Michael+Sallstrom+%28left%29+and+Maz+Karandish+perform+together+for+Santa+Barbara+Stands+with+the+Standing+Rock+Thursday%2C+Nov.+17%2C+at+Case+de+la+Raza+in+Santa+Barbara.+The+event+was+organized+by+Gabriella+Hernandez+as+a+way+to+raise+money+for+supplies+for+the+protesters.

GERARDO ZAVALA

Michael Sallstrom (left) and Maz Karandish perform together for Santa Barbara Stands with the Standing Rock Thursday, Nov. 17, at Case de la Raza in Santa Barbara. The event was organized by Gabriella Hernandez as a way to raise money for supplies for the protesters.

GERARDO ZAVALA, Channels Staff

Dozens of people flooded into Casa de la Raza Thursday evening to show their support for Standing Rock, by making donations and informing themselves through a night of discussion and music.

Santa Barbara Stands with Standing Rock was held 6-10 p.m. and filled a room with live music and started an open dialogue inspired by the water protectors protesting the Dakota Access Pipeline.

If installed, the pipeline will cross through sacred Native American burial sites, and would threaten the tribe’s drinking water sources.

“A lot of people say that the Earth is our mother and the water is her veins,” said Cristoforo Hernandez, who drove from Santa Maria to attend the event. “Water is life and that’s why I stand with Standing Rock.”

The event was hosted by former UC Santa Barbara Student Marie Bose and City College Alumnus Gabriella Hernandez.  

There was a $5 entry fee, which went toward lifesaving supplies for the water protectors such as firewood, wood stoves, first aid kits and blankets. An elixir bar was set up next to the audience, with the money going towards buying supplies to keep the water protectors protesting. The majority of the funds will be going to Honor the Earth Organization.

Ms. Hernandez, who has no relation to Cristoforo Hernandez, spent nearly two months at Standing Rock protesting the installation of the pipeline for the indigenous people.

She recounted her experience there with the private security, speaking about the lack of humanity shown for the protesters.

“I was standing on the road when a private security worker drove his very large truck through a crowd of over 200 people including children nearly taking out all of them,” she said. “We had to drive our cars into his car to push him off the road and as he exited his car, he had a loaded assault rifle pointed at 20 unarmed water protectors threatening to shoot the entire time.”

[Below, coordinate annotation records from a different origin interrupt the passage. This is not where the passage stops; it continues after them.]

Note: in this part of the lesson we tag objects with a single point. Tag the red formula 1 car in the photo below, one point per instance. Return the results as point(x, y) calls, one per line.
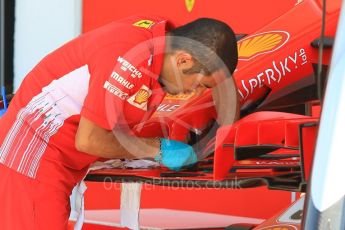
point(279, 83)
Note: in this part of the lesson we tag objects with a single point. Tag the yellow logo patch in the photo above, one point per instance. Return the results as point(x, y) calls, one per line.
point(144, 24)
point(262, 43)
point(140, 98)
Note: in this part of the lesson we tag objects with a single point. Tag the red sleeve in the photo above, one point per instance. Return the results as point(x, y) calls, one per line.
point(109, 87)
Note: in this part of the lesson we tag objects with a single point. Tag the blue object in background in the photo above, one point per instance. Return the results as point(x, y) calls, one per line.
point(3, 96)
point(176, 154)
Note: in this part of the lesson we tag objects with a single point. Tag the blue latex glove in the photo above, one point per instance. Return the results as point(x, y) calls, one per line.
point(176, 154)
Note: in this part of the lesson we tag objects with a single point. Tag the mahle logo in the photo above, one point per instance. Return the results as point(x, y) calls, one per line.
point(262, 43)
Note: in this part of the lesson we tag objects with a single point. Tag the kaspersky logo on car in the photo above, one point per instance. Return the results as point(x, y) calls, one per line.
point(262, 43)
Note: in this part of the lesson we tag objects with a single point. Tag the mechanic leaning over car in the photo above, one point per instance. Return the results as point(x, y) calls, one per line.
point(81, 101)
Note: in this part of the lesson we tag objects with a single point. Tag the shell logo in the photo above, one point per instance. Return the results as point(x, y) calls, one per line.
point(144, 24)
point(142, 96)
point(262, 43)
point(189, 5)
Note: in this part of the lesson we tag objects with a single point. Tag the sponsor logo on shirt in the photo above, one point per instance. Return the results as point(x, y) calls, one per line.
point(140, 98)
point(125, 65)
point(121, 80)
point(114, 90)
point(144, 23)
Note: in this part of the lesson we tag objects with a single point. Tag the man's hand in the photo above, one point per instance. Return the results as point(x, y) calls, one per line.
point(175, 154)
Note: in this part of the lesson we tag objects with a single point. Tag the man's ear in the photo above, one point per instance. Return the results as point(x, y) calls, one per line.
point(184, 60)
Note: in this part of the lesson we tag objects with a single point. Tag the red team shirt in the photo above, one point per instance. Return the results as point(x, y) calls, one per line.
point(109, 75)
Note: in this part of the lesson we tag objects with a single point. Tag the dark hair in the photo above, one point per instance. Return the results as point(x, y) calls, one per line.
point(211, 43)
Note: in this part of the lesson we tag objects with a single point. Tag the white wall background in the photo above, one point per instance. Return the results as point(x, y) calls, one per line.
point(41, 26)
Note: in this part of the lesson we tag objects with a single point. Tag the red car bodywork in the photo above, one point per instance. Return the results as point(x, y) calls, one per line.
point(275, 72)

The man was eventually arrested but was released because of his post-traumatic stress disorder and was not charged.

“Being Mexican, I do not identify myself as Latino or Hispanic,” said City College Student Francisco Huerta. “I grasp my indigenous roots, so I stand with Standing Rock because I feel hurt as well; because they’re taking a part of me, of my land and of who we are as people from this land.”

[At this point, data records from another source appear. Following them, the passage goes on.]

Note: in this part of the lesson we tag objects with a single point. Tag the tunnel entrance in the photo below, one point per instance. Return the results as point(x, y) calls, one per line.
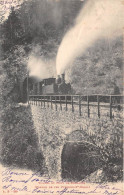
point(79, 159)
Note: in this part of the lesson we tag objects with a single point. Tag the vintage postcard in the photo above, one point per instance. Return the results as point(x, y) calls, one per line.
point(61, 103)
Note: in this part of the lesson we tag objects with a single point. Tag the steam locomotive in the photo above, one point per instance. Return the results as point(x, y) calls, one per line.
point(50, 86)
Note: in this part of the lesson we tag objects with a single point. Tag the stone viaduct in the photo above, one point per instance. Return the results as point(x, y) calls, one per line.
point(71, 144)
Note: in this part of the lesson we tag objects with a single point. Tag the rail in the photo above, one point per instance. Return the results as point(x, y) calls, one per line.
point(98, 101)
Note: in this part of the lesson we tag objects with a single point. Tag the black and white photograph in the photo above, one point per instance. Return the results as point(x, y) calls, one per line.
point(61, 97)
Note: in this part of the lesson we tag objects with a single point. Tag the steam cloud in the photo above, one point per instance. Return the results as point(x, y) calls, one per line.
point(97, 19)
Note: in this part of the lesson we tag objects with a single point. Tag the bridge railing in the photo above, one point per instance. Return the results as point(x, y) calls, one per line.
point(107, 101)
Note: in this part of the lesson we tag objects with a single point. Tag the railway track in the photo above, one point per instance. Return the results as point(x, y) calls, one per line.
point(110, 102)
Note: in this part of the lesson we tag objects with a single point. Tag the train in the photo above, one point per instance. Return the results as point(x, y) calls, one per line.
point(50, 86)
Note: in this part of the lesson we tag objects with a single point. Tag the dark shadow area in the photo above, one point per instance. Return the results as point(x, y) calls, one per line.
point(20, 146)
point(27, 87)
point(79, 159)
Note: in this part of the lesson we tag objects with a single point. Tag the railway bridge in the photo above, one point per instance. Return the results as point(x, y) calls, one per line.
point(73, 129)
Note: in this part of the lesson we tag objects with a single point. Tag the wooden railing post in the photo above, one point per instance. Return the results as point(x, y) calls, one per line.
point(47, 101)
point(110, 107)
point(60, 103)
point(44, 100)
point(41, 101)
point(66, 108)
point(51, 102)
point(55, 104)
point(72, 103)
point(88, 106)
point(98, 106)
point(79, 105)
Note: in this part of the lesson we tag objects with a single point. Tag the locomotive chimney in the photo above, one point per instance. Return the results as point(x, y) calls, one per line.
point(63, 77)
point(58, 80)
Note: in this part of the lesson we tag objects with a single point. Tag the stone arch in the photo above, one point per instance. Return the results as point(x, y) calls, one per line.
point(79, 158)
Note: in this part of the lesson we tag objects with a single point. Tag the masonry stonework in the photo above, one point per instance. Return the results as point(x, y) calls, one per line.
point(55, 128)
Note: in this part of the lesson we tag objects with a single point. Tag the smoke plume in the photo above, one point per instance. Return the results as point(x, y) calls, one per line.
point(97, 19)
point(40, 68)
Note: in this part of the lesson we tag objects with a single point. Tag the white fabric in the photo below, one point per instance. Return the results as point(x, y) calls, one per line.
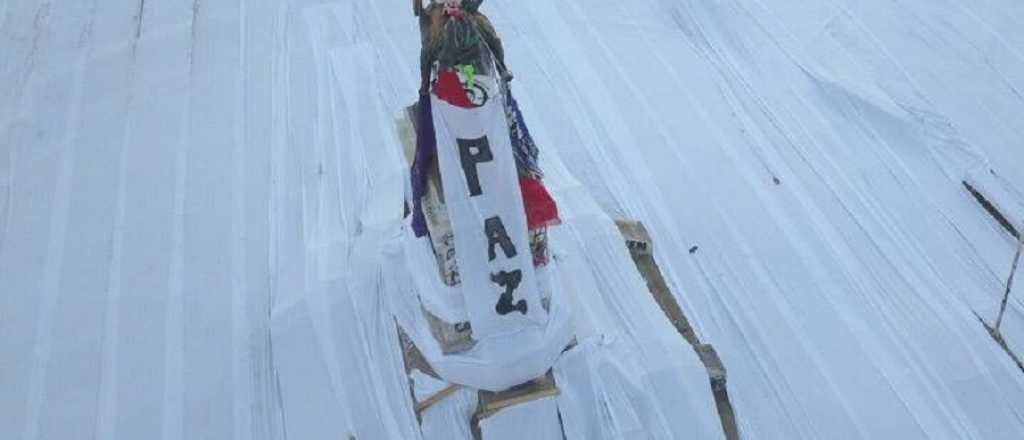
point(450, 419)
point(495, 363)
point(499, 196)
point(536, 421)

Live performances by local musicians created a rich atmosphere with themes related to or inspired by Standing Rock.

Caitlin Gowdey performed her song, “White Privilege,” which depicts the tendency of police brutality toward minorities, rather than whites.

“It’s incredibly important for people of all races and all cultures to come together and fight for something as vital and important as water and the future of our planet,” Gowdey said. “And to show a connection between all people because this isn’t just an indigenous problem.”

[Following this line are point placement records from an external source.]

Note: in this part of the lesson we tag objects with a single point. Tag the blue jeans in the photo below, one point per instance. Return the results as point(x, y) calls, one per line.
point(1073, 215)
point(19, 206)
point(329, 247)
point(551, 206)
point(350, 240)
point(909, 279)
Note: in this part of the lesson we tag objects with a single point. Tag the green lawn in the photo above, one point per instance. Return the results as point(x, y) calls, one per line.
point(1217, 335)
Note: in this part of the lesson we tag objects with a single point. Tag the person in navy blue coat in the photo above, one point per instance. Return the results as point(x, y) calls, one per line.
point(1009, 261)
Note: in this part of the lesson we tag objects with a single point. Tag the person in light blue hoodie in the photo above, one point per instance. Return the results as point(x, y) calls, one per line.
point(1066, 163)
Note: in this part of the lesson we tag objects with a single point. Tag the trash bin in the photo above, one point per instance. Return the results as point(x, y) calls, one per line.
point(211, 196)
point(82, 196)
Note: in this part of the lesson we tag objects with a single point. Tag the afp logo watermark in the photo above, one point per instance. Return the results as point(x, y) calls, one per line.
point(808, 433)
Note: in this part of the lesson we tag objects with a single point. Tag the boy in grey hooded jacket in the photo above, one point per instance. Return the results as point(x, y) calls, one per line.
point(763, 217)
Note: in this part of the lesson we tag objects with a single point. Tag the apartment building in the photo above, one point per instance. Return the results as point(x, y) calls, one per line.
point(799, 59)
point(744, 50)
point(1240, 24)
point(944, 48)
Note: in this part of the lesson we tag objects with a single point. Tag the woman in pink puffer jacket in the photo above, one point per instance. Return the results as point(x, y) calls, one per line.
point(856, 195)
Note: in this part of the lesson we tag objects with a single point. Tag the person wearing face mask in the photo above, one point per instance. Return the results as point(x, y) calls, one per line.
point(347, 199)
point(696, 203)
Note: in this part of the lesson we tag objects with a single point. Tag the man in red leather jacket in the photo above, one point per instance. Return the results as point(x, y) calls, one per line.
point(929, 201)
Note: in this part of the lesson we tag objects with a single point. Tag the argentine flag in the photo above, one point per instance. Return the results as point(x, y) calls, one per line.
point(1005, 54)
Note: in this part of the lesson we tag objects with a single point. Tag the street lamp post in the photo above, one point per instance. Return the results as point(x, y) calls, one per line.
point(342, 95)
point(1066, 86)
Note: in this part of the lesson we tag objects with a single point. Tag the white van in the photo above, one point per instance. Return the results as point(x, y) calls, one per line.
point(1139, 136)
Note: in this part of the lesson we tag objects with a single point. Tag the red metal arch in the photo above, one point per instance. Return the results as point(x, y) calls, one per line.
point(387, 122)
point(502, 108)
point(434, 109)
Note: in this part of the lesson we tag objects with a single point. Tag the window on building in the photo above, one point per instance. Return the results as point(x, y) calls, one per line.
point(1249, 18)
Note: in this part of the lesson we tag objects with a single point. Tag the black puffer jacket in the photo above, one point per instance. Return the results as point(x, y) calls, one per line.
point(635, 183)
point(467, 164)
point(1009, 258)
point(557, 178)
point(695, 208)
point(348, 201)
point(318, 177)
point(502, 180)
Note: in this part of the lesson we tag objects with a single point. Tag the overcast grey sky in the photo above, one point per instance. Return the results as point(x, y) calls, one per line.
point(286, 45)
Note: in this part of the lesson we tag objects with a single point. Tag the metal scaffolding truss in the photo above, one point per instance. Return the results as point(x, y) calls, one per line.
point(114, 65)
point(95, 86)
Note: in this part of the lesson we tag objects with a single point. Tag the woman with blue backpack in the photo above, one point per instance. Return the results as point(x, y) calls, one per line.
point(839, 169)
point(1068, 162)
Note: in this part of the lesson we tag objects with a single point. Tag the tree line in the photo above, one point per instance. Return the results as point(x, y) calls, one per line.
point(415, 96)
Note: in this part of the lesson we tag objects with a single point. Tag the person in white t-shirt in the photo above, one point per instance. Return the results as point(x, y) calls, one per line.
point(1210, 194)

If the pipeline is not completed by Jan. 1, then the pipeline could be defunded when investors can pull out, meaning that the water protectors will need to last another two months.

“I’m from Pennsylvania. [A pipeline] just broke there and I remember that river being blue when I was little and now it’s all brown,” said City College Student Avery Paradise. “We need to just stop putting money in front of the earth because we can’t eat dollars.”

A GoFundMe is set up for donations to protect Standing Rock from the pipeline.